Calato il sipario sul concerto di Tanya Tucker, il palco viene sistemato per l’ultimo concerto dell’edizione 2011 del festival, i Los Pacaminos. Saggiamente gli organizzatori del Festival piazzano sempre la star della serata al penultimo posto della line-up perché è usanza diffusa iniziare a far su armi e bagagli durante l’ultimo concerto in programma ascoltando distrattamente gran parte di quest’ultimo mentre ci si avvicina ai parcheggi. Denny ormai è distrutto da una due giorni così intensa e pure noi grandi pensando al viaggio e dovendo salutare un sacco di gente prima che se ne vada, decidiamo di incamminarci verso l’uscita dopo pochi brani dei Los Pacaminos, band britannica capitanata dal sempreverde Paul Young, proprio quel Paul Young universalmente conosciuto alcuni decenni fa per i suoi grandissimi successi pop. Il repertorio è quanto di meglio ci si possa aspettare da una band country ma purtroppo trattasi di una cover band. Tutti brani conosciutissimi e poche sorprese per uno show che inizia e termina senza infamia né lode. Ascoltiamo quasi tutto il loro concerto distrattamente mentre salutiamo gli amici ma anche se non li vedo presto molta attenzione a quello che sento. Come dicevo, tutti i loro brani sono cover, ma cover eseguite alla grande. Due cose non mi sono piaciute: la prima è la versione forse meno bella tra tutte quelle in circolazione del periodo d’oro di Elvis Presley, “Little Sister”. Credo che loro abbiano riproposto la versione di Ry Cooder. La seconda è il fatto che i membri della band si sono equamente divisi il ruolo di cantante solista, mentre a mio avviso andava dato più spazio a Paul Young, che a Craponne ha dimostrato di possedere ancora una bellissima voce. I Pacaminos sembrano divertirsi sul palco e la mia impressione è che la band sia nata per passare un po’ di tempo tra amici senza nessuna pretesa di far carriera.
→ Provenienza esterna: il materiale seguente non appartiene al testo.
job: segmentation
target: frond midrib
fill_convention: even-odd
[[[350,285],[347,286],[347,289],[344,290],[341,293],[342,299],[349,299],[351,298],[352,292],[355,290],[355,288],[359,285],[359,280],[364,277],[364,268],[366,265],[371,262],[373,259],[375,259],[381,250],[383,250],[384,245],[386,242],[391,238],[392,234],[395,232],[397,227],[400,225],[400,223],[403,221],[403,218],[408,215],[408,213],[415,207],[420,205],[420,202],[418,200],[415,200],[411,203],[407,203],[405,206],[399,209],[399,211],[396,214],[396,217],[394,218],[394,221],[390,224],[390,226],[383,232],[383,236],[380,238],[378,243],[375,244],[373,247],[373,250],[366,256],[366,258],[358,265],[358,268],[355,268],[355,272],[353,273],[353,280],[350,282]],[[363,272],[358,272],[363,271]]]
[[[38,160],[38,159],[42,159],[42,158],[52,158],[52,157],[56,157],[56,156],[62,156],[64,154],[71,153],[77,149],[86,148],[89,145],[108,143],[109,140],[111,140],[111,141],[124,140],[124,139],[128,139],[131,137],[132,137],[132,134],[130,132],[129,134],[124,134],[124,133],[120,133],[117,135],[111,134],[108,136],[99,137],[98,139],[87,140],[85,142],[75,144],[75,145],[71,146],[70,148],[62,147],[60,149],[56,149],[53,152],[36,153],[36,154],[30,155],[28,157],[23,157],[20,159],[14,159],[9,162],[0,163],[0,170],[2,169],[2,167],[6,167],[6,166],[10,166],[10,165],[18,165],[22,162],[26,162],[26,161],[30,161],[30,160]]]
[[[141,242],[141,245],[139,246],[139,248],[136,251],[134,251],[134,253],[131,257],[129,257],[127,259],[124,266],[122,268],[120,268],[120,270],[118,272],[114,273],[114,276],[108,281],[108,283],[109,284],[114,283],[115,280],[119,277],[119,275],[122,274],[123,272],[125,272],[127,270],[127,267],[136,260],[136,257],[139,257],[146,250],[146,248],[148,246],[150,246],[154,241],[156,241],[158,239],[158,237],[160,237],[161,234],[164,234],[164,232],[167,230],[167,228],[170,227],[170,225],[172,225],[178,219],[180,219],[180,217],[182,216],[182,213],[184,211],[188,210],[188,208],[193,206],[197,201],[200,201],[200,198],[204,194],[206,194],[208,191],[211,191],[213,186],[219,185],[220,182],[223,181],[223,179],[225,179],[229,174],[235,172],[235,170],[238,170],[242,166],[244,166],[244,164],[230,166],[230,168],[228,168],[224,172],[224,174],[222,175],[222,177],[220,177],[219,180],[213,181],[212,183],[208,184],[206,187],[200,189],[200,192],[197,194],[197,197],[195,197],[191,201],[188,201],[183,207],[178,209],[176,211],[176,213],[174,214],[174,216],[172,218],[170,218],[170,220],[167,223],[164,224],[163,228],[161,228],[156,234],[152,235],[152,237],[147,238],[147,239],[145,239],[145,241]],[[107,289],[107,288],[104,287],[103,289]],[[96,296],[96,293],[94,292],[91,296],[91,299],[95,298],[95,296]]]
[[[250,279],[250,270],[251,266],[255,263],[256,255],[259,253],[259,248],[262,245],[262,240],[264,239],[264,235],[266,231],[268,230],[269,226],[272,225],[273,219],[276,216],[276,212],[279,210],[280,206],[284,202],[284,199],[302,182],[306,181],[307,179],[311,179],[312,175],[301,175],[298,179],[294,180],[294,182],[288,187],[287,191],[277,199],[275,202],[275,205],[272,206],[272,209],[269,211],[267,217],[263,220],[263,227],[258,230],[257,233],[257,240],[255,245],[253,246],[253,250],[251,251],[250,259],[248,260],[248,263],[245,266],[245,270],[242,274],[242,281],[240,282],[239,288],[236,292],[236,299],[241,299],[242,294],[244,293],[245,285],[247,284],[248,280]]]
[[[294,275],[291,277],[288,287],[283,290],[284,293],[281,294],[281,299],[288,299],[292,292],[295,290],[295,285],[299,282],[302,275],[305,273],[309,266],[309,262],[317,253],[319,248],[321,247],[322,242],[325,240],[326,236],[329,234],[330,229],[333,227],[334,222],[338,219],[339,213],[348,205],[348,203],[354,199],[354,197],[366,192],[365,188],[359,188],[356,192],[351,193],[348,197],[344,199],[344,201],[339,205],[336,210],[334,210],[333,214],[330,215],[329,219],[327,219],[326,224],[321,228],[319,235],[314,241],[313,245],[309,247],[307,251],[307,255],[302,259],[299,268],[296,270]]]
Nei giorni che precedevano il festival avevo sentito parlare di un progetto per coprire l’area dove esso si svolge. Probabilmente, viste le dimensioni di questa area, si provvederà a coprire una parte e non tutta e con ogni probabilità l’area coperta avrà posti numerati che costeranno di più di quelli esposti alle intemperie. Solo così si potrà giustificare una spesa enorme.
A mio avviso il Festival di Craponne affascina così tanto proprio perché assomiglia molto ai festival americani e sono convinto che se lo copriranno perderà una parte del suo fascino. Magari i soldi della copertura potrebbero essere utilizzati per portare qualche stella in più al Festival. Arrivederci al 2012.